Bisphenol A (114 g, 0.5 mol), phosphorus oxychloride (192 g), (1.25 mol), and anhydrous magnesium chloride (1.4 g, 0.015 mol) were charged into a 500 ml four-necked flask equipped with a stirrer / reflux tube and a nitrogen stream. It was made to react at 70-140 degreeC below for 4 hours. After completion of the reaction, while maintaining the reaction temperature, the flask was decompressed to 200 mmHg or less with a vacuum pump, and unreacted phosphorus oxychloride was recovered with a trap. Next, the flask was cooled to room temperature, 122 g (1.0 mol) of 2,6 xylenol and 2.0 g (0.015 mol) of anhydrous aluminum chloride were added, and the mixture was heated to 100 to 150 ° C. and reacted for 4 hours. The flask was then cooled to room temperature, 94 g (1.0 mol) of phenol was added, heated to 100-150 ° C. and held for 4 hours to complete the reaction. The pressure was reduced to 1 mmHg at the same temperature, and unreacted phenols were distilled off. Hydrogen chloride gas generated during the reaction was collected with an aqueous sodium hydroxide solution, and the amount of the generated hydrogen chloride was measured by neutralization titration to monitor the progress of the reaction. The produced crude phosphate ester was washed with distilled water, and then the solid content was removed with a filter paper (# 131 manufactured by Advantech). It was vacuum dried to obtain a pale yellow transparent purified product.
[0051]
As a result of HPLC measurement (LC-10A manufactured by Shimadzu, column: Tosoh TSKgel ODS-80T, solvent: methanol / water 90/10), the purity of the formula (10) component was 75% by weight.
(Flame retardant-3)
It was produced and purified in the same manner as flame retardant-2 except that 122 g (1.0 mol) of 2,6 xylenol was replaced with 99 g (1.0 mol) of cyclohexanol.
(Fluorine resin)
Teflon 30J (Mitsui DuPont Fluorochemicals)
[0052]
【Example】
(Examples 1-4, Comparative Examples 1, 2, 5, 6)

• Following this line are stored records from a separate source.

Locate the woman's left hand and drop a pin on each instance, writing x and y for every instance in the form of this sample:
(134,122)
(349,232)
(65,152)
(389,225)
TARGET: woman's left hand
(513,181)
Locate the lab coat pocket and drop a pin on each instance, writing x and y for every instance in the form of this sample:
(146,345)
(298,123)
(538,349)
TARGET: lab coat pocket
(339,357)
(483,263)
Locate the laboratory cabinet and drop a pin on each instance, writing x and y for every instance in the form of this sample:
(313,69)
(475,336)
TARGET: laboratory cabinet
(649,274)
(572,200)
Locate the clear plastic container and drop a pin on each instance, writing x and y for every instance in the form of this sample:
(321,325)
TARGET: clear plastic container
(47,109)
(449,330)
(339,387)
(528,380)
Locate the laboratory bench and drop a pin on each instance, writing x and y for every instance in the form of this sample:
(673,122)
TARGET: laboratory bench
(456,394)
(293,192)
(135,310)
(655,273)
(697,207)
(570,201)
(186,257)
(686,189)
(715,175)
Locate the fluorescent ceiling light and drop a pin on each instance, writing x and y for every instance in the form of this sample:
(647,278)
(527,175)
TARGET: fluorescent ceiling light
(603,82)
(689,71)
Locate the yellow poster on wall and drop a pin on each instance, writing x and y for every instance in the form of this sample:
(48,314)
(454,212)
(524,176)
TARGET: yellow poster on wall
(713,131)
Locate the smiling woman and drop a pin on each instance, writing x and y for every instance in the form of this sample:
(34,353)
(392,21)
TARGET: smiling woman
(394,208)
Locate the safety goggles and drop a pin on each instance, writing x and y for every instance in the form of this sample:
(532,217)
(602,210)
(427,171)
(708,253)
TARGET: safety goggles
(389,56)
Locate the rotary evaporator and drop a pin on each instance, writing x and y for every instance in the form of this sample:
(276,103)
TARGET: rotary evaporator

Blended with the formulation shown in Table 1 and melt kneaded at a rotational speed of 300 rpm with a twin screw extruder (ZSK-25, manufactured by W & P) with a cylinder temperature set at 250 ° C., and pumped the flame retardant from the middle of the extruder Was pressed and granulated to obtain pellets.
[0053]
The obtained pellets were dried and an injection molding machine (automatic) set to a cylinder temperature of 260 ° C., a mold temperature of 65 ° C., a screw rotation speed of 100 rpm, an injection speed of 200 mm / min, an injection pressure holding time of 10 seconds, and a cooling time of 15 seconds. Shot 50D (manufactured by FANUC) was used to obtain an Izod impact strength evaluation specimen-shaped molded body, a combustion test specimen-shaped molded body, and a gloss measurement flat plate. The time from the melted state immediately after the start of cooling to the melt viscosity of 30000 Pa · s was within 3 seconds. In addition, the static holding time was 5 seconds in a molten state at a melt viscosity of 10,000 Pa · s or less.

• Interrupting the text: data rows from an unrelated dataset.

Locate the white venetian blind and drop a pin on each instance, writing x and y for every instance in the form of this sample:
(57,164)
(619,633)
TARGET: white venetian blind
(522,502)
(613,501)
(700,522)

The evaluation results are shown in Table 1 and FIGS.
[0054]
(Comparative Example 3)
Blended with the formulation shown in Table 1 and melt kneaded at a rotational speed of 300 rpm with a twin screw extruder (ZSK-25, manufactured by W & P) with a cylinder temperature set at 250 ° C., and pumped the flame retardant from the middle of the extruder Was pressed and granulated to obtain pellets.
The obtained pellets were dried and an injection molding machine (automatic) set to a cylinder temperature of 260 ° C., a mold temperature of 65 ° C., a screw rotation speed of 100 rpm, an injection speed of 200 mm / min, an injection pressure holding time of 10 seconds, and a cooling time of 15 seconds. Shot 50D (manufactured by FANUC) was used to obtain an Izod impact strength evaluation specimen-shaped molded body, a combustion test specimen-shaped molded body, and a gloss measurement flat plate. The time from the melted state immediately after the start of cooling to the melt viscosity of 30000 Pa · s was within 3 seconds. Further, the static holding time in a molten state at a melt viscosity of 10,000 Pa · s or less was 180 seconds.

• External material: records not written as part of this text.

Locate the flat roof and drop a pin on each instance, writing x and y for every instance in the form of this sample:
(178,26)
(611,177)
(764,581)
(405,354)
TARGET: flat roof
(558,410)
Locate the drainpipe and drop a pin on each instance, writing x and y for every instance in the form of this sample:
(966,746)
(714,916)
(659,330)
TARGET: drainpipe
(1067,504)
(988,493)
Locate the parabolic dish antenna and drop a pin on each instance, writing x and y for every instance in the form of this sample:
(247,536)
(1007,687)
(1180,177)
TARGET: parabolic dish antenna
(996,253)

The evaluation results are shown in Table-1.
[0055]
(Comparative Example 4)
Blended in the formulation shown in Table 1 (unit: parts by weight), melt-kneaded at a rotational speed of 300 rpm with a twin screw extruder (ZSK-25, manufactured by W & P) with a cylinder temperature set at 250 ° C. From the middle, a flame retardant was injected with a pump and granulated to obtain pellets.
The obtained pellets were dried and compression-molded at a mold temperature of 260 ° C. to obtain a flat molded body. In this molding, the time from the melted state immediately after the start of cooling to the melt viscosity of 30000 Pa · s is 30 seconds, and the time in which the melt is kept static in the melt state at a melt viscosity of 10000 Pa · s or less. Was 240 seconds. Moreover, the test piece shape molded object for Izod impact strength evaluation and the test piece shape molded object for combustion tests were cut out from this flat molded body, and obtained.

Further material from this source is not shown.